Ausbildungskosten Staat soll sich an Erstausbildung beteiligen
München (AFP) l Der Staat muss sich nach Überzeugung des Bundesfinanzhofs (BFH) an den Kosten der Erstausbildung beteiligen. Der gesetzliche Ausschluss dieser Kosten von den Werbungskosten sei verfassungswidrig, entschied der BFH in einem am Mittwoch bekanntgegebenen Urteil. Er legte dem Bundesverfassungsgericht mehrere Streitfälle zur Prüfung vor. Wer also Ausbildung oder Studium begonnen hat, sollte damit beginnen, Belege zu sammeln.

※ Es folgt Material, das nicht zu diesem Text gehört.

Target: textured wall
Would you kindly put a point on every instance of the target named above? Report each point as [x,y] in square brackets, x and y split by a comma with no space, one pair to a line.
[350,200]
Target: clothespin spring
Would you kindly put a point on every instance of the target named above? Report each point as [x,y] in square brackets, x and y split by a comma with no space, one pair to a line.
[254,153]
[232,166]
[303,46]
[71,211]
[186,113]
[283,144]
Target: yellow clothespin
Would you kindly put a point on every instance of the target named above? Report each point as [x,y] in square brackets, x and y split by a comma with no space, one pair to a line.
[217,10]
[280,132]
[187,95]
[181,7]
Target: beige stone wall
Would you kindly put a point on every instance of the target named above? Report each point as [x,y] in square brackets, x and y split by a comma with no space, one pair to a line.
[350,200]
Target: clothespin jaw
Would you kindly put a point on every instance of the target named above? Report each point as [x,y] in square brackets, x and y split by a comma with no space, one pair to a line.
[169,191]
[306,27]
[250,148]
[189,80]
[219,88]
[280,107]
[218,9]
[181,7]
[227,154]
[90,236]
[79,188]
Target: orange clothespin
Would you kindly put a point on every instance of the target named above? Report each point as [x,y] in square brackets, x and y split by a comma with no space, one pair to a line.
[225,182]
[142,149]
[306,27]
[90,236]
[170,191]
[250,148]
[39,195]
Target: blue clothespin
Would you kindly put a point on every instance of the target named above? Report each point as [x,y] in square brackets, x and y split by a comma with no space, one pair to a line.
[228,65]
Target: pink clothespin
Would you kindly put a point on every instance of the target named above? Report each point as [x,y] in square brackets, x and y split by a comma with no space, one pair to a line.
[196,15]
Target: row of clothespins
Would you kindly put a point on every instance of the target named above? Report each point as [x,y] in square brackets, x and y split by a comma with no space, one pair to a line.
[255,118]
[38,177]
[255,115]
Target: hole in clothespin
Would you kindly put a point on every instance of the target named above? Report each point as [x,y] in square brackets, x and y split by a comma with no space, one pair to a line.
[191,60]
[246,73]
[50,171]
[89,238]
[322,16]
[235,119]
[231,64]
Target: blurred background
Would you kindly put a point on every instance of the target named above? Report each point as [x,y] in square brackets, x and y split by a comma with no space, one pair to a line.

Die obersten Finanzrichter verwiesen zur Begründung ihrer Entscheidung auf das aus dem Gleichheitssatz abgeleitete "verfassungsrechtliche Gebot der Besteuerung nach der finanziellen Leistungsfähigkeit". Als Folge können Steuerpflichtige ihr zu versteuerndes Einkommen um Ausgaben mindern, die zur Erzielung dieser Einkünfte notwendig waren, etwa die Kosten für die Fahrten zum Arbeitsplatz.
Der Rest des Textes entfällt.